This is a big step forward: from coding things manually to using the same tools that power real-world deep learning models.  


## Next Steps with PyTorch 🐍⚡

Now that you’ve implemented ReLU in NumPy, let’s move on to **PyTorch**, where you’ll use it in real neural networks:

- **Use `nn.ReLU`**: practice applying ReLU as a standalone activation layer.  

🎯 By doing this, you’ll bridge the gap between theory (NumPy) and practice (PyTorch) — the same activation functions you coded manually are the building blocks of deep learning models.

---

## ReLU Function with PyTorch

PyTorch provides ReLU in two flavors:
- **Module API:** `nn.ReLU(inplace=False)` — use it like a layer (e.g., inside `nn.Sequential`).  
- **Functional API:** `torch.nn.functional.relu(x, inplace=False)` — call it directly on tensors in `forward`.  

[Docs](https://pytorch.org/docs/stable/generated/torch.nn.ReLU.html)

👉 In this exercise, we’ll start with the **Module API**.  
**Task:** Apply `nn.ReLU()` to a sample tensor.  


In [None]:
import torch
import torch.nn as nn

# === Part A: Module API ===
# TODO 1: Create a ReLU module (do NOT use inplace for now)
relu_layer = #your code goes here

# Example input tensor
x = torch.tensor([[-2.0, -0.5, 0.0, 1.0, 3.0]])
print("Input:", x)

# TODO 2: Apply ReLU to x using the module
out_mod = #your code goes here
print("Output (nn.ReLU):", out_mod)


# Unit tests for PyTorch ReLU

In [None]:
# 1) Correct output on the sample tensor
expected = torch.tensor([[0., 0., 0., 1., 3.]])
assert torch.equal(out_mod, expected), "❌ ReLU output is incorrect on the sample input."

# 2) Non-negativity check
assert torch.all(out_mod >= 0), "❌ ReLU produced negative values."

# 3) Shape preservation
assert out_mod.shape == x.shape, "❌ ReLU changed the shape of the tensor."

# 4) Random tensor test (reproducible)
torch.manual_seed(0)
rand_x = torch.randn(5, 5)
rand_out = relu_layer(rand_x)
assert torch.all(rand_out >= 0), "❌ ReLU produced negatives on random input."
assert rand_out.shape == rand_x.shape, "❌ Output shape mismatch on random test."

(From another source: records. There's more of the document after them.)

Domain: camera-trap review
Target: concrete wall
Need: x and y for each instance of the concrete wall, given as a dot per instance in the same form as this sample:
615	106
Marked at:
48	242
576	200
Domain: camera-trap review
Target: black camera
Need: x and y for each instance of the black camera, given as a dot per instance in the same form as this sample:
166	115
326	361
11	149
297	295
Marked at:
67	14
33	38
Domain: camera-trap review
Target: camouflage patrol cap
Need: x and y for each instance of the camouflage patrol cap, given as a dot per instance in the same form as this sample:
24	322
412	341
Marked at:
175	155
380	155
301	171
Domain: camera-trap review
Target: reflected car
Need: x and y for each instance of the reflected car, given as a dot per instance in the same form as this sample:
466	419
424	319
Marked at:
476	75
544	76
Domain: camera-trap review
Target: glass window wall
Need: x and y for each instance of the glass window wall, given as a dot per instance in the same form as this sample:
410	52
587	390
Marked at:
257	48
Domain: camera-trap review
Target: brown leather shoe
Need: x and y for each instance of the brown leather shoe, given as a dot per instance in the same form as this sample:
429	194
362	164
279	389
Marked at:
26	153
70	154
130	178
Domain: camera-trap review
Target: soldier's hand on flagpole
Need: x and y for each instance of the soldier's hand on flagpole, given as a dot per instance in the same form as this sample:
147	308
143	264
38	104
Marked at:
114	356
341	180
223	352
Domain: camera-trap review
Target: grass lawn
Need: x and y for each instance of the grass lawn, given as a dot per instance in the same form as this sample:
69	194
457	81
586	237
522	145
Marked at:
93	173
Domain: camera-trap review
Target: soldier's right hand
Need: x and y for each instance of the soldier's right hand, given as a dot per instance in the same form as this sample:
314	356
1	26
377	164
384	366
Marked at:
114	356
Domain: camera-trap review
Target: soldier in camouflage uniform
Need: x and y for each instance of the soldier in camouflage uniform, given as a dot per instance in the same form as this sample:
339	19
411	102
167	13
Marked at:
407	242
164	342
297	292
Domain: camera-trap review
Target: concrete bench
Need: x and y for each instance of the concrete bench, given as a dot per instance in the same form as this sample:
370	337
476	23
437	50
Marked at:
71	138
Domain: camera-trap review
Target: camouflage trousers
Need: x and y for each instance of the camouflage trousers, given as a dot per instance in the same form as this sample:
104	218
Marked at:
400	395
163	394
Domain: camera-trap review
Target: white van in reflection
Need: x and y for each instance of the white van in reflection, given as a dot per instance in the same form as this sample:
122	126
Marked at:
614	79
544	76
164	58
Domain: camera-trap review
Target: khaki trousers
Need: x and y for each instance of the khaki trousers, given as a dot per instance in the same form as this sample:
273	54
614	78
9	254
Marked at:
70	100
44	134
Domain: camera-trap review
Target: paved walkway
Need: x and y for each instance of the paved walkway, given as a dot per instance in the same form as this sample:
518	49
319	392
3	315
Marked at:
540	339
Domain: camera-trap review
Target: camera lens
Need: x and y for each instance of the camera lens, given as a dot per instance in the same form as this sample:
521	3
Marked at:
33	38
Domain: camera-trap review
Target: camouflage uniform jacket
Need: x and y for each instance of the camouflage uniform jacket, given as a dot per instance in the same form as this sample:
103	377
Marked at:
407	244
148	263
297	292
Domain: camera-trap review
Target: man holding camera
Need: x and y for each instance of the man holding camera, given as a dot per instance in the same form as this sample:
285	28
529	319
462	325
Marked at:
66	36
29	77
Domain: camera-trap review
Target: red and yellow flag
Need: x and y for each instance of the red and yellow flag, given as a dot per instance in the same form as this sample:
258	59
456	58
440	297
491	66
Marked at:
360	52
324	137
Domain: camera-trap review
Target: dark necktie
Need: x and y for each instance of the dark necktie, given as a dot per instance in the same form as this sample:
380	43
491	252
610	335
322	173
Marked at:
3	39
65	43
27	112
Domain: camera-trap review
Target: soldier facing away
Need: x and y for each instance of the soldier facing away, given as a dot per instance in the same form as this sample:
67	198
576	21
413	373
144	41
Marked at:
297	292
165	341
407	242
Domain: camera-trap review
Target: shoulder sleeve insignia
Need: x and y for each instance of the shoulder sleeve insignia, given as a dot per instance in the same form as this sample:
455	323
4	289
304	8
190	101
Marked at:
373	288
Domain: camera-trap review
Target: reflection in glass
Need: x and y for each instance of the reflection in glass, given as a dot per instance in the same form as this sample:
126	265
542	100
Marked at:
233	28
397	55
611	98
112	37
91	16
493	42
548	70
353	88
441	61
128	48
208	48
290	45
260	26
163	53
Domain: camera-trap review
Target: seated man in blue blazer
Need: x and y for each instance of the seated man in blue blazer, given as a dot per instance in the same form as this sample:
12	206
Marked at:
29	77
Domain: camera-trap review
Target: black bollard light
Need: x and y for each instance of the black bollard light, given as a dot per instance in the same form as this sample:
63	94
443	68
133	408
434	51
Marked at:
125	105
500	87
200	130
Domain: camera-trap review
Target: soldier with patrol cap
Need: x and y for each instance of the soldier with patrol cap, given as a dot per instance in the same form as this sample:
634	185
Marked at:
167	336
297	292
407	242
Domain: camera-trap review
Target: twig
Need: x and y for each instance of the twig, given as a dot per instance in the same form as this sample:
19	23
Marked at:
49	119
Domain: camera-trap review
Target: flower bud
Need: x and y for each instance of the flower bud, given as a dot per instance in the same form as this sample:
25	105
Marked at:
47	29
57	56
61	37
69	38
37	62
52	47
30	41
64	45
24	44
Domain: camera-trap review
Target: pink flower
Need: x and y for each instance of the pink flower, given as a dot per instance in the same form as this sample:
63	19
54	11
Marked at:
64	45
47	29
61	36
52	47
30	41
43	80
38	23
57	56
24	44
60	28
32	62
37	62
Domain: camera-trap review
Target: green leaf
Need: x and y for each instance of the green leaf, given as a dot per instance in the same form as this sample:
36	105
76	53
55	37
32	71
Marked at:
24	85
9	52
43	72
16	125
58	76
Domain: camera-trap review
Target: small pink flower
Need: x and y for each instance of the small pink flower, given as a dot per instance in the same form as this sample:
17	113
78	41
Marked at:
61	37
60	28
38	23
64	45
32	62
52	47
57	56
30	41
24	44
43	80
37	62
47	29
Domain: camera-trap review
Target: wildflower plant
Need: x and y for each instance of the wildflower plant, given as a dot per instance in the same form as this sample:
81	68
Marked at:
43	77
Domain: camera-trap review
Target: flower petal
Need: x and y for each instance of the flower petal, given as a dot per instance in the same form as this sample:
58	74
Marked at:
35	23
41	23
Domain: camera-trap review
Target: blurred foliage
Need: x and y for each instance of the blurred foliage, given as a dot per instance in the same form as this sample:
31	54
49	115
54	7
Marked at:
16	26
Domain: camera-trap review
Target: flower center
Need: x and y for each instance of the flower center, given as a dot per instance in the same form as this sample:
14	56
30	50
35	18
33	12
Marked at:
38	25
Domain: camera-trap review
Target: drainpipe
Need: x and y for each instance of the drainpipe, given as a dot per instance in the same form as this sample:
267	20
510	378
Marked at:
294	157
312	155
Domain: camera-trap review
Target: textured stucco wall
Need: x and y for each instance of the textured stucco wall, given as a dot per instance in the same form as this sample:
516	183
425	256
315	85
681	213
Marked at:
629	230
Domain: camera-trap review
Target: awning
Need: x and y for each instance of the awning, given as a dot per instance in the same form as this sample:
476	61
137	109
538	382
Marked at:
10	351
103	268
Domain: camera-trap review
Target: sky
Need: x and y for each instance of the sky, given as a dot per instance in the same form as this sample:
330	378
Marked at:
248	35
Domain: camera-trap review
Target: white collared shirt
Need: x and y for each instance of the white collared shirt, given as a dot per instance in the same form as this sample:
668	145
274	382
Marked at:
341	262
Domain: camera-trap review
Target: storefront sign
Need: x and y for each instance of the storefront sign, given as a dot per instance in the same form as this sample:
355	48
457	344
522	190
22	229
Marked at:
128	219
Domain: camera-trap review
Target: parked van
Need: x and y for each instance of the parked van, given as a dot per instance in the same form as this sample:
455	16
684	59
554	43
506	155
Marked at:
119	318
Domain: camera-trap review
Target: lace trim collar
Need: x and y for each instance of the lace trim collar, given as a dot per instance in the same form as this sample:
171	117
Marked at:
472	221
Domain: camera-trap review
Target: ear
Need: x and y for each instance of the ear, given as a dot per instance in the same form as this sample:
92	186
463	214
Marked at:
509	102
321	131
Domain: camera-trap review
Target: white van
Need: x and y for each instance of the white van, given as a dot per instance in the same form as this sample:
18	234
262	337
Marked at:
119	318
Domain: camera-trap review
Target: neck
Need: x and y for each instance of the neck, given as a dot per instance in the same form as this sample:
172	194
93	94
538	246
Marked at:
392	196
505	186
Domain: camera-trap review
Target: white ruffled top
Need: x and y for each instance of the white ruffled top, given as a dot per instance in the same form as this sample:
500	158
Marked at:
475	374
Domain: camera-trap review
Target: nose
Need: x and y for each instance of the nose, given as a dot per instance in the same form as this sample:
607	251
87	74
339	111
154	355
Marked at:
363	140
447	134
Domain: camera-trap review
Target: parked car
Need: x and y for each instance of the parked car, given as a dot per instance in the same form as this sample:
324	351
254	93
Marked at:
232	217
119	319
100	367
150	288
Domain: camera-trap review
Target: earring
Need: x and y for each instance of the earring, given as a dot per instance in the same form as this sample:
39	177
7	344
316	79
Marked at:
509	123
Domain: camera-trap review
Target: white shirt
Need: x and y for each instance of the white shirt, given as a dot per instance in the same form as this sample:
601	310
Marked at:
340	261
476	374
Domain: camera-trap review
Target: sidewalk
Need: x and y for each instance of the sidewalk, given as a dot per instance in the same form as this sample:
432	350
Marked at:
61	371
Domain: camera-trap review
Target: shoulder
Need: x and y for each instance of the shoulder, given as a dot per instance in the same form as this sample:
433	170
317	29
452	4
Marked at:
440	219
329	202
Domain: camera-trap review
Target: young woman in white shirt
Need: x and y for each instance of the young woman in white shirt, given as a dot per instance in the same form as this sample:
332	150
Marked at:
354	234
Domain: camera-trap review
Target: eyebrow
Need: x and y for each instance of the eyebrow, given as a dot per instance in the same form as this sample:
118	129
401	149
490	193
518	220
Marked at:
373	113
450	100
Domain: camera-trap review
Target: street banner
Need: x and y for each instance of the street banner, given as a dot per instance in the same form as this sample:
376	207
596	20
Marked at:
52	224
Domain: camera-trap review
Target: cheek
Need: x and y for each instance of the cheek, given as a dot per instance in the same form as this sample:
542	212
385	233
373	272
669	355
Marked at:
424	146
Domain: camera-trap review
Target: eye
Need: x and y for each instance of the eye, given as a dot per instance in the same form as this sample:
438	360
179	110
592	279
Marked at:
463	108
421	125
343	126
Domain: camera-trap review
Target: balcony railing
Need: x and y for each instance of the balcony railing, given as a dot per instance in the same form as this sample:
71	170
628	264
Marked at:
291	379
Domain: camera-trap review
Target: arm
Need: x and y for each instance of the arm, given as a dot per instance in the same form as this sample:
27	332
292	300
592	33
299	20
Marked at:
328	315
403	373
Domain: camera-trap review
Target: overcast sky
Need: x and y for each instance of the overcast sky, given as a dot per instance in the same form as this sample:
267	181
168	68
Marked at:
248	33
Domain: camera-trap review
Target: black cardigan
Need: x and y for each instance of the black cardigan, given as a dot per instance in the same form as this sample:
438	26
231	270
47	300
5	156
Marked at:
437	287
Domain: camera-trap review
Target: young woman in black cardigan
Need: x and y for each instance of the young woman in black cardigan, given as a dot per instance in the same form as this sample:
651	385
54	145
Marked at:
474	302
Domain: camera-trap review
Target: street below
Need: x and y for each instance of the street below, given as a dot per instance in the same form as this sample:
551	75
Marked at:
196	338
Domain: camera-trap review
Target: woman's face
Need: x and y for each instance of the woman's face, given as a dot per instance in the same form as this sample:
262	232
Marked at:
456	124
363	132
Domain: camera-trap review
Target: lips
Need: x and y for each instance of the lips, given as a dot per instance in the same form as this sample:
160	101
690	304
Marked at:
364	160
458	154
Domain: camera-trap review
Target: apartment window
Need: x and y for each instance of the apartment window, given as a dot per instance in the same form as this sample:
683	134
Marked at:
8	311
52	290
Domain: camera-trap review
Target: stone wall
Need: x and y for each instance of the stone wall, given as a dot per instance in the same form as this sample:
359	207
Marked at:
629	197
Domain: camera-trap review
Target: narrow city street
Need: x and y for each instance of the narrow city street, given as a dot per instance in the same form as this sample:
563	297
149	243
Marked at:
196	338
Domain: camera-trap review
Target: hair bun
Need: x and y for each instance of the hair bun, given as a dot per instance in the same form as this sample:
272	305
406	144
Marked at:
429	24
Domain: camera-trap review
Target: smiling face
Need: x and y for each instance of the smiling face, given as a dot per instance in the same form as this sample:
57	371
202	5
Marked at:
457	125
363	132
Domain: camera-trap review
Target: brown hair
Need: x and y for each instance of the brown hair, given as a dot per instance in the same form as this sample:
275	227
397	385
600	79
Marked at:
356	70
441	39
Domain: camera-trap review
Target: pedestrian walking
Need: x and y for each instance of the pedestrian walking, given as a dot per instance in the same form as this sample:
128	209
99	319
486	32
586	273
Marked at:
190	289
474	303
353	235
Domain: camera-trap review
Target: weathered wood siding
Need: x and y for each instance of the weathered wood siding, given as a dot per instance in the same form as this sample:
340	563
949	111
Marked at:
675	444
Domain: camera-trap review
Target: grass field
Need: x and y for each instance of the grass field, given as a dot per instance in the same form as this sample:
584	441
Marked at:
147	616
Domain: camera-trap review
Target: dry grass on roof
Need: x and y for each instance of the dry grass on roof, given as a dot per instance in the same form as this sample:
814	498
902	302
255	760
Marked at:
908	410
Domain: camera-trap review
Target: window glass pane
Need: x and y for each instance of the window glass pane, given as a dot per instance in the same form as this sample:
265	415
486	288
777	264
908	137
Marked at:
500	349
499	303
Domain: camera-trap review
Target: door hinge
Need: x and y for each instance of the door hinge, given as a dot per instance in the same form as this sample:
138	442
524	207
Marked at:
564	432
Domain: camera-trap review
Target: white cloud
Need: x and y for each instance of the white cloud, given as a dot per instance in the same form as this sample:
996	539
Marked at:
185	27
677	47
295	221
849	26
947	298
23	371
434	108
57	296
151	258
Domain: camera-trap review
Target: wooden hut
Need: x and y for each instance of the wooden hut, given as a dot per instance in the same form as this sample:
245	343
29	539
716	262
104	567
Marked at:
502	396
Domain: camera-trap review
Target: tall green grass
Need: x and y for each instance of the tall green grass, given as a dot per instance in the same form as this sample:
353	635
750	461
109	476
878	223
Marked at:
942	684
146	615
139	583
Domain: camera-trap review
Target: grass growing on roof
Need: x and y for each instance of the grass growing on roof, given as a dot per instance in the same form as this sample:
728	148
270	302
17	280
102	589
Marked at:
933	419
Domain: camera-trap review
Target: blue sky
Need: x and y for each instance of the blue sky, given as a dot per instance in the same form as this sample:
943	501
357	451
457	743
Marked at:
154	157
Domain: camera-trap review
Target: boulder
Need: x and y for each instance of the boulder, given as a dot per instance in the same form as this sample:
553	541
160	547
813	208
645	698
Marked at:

print("✅ All ReLU PyTorch tests passed!")


🎉 Fantastic work!  
You’ve now implemented and validated ReLU both in **NumPy** and **PyTorch**.  
This means you’re not only coding activation functions from scratch, but also using them inside one of the most popular deep learning frameworks today. 🚀


---

## SOLUTION (NOT FOR LEARNERS)

**Note: This section contains the complete solution and should not be shown to learners.**

Here's the complete implementation of the ReLU function:

In [None]:
# SOLUTION: Complete ReLU implementation
def relu_solution(x):
    """
    Complete solution for the ReLU activation function.

    Args:
        x: Input array or scalar (numpy array or scalar)

    Returns:
        numpy array: ReLU transformation of the input
    """
    # Convert input to numpy array if it's not already
    x = np.array(x)

    # Method 1: Using np.maximum (most common and efficient)
    result = np.maximum(0, x)

    # Alternative methods:
    # Method 2: Using np.where
    # result = np.where(x > 0, x, 0)

    # Method 3: Using boolean indexing
    # result = x.copy()
    # result[x < 0] = 0

    return result

print("Solution implementation:")
print("def relu(x):")
print("    x = np.array(x)")
print("    return np.maximum(0, x)")

print("\nKey points about this solution:")
print("1. np.maximum(0, x) is the most efficient and readable way")
print("2. It automatically handles broadcasting for arrays of different shapes")
print("3. It preserves the data type of the input")
print("4. It's vectorized, so it's fast for large arrays")
print("5. It correctly handles all edge cases (zeros, negative numbers, etc.)")

Here's the complete implementation of the ReLU with pytorch function:

In [None]:
import torch
import torch.nn as nn

# === Part A: Module API ===
# TODO 1: Create a ReLU module (do NOT use inplace for now)
relu_layer = nn.ReLU()

# Example input tensor
x = torch.tensor([[-2.0, -0.5, 0.0, 1.0, 3.0]])
print("Input:", x)

# TODO 2: Apply ReLU to x using the module
out_mod = relu_layer(x)
print("Output (nn.ReLU):", out_mod)